Given a Borel measure $\mu$ on a compact metric space, is there a continuous map $T$ such that $T$ is $\mu$ ergodic?

Question

Given a continuous (surjective) map of a compact metric space, the Kryloff-Bogolioubuff argument shows that there is at least $T$ invariant measure and hence one or uncountably many measures for which $T$ is ergodic. Is every Borel measure ergodic (and invariant) for some continuous map?

Answer 1

An ergodic invariant measure associated to a periodic orbit is uniform over that orbit. Therefore, a finitely supported measure that is not uniform over its support is not an ergodic invariant measure for any measurable transformation.

Update: I suspect that the answer remains negative even if you assume the measure to be non-atomic, but I don't know a counter-example. However, if you do not require the map to be continuous (but merely measurable), then the answer becomes positive: every non-atomic probability measure on a compact metric space is ergodic for some measurable transformation.

Namely, if $X$ is a complete separable metric space and $\mu$ is a non-atomic Borel probability measure on $X$, then the measure space $(X,\mu)$ is isomorphic mod $0$ to the unit interval with the Lebesgue measure.
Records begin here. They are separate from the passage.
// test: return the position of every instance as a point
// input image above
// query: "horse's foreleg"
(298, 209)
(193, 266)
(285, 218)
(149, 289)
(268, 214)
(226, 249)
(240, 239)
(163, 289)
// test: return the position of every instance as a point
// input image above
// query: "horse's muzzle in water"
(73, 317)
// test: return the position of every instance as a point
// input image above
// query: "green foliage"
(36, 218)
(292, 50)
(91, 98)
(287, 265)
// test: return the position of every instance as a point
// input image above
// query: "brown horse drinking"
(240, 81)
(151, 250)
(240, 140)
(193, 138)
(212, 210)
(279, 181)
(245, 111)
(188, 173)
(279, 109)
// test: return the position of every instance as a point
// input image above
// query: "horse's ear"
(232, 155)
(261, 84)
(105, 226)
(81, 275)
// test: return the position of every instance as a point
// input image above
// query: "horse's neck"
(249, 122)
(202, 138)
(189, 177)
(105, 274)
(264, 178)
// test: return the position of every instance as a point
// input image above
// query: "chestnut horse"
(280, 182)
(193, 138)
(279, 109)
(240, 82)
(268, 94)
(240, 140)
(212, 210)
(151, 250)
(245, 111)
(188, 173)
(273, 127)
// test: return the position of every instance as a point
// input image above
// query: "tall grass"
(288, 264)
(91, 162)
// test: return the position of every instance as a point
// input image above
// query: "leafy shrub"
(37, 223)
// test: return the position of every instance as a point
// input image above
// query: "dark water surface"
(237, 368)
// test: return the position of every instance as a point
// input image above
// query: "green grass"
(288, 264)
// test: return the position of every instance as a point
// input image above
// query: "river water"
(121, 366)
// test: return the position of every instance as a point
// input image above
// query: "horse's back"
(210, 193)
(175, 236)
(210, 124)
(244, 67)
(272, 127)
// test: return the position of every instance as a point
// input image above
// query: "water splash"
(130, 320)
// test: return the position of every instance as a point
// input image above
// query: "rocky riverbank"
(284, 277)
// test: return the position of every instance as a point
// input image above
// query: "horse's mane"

Take any map on the unit interval for which the Lebesgue measure is ergodic (say an irrational rotation) and lift it to $X$.

Answer 2

Any constant map is continuous and the only invariant sets are $\emptyset$ and the whole space. Hence, any measure is ergodic with respect to a constant map.

But I suspect that you meant invariant ergodic measures. Nice question but that is a whole different matter and I am strictly answering your question. However, note that ergodic theory doesn't start with invariant measures. For example, a measure is ergodic if and only if any function that is invariant almost everywhere is in fact constant almost everywhere. This does not require the measure to be invariant!

Just a little correction: Krylov-Bogolubov's theorem requires a compact metric space.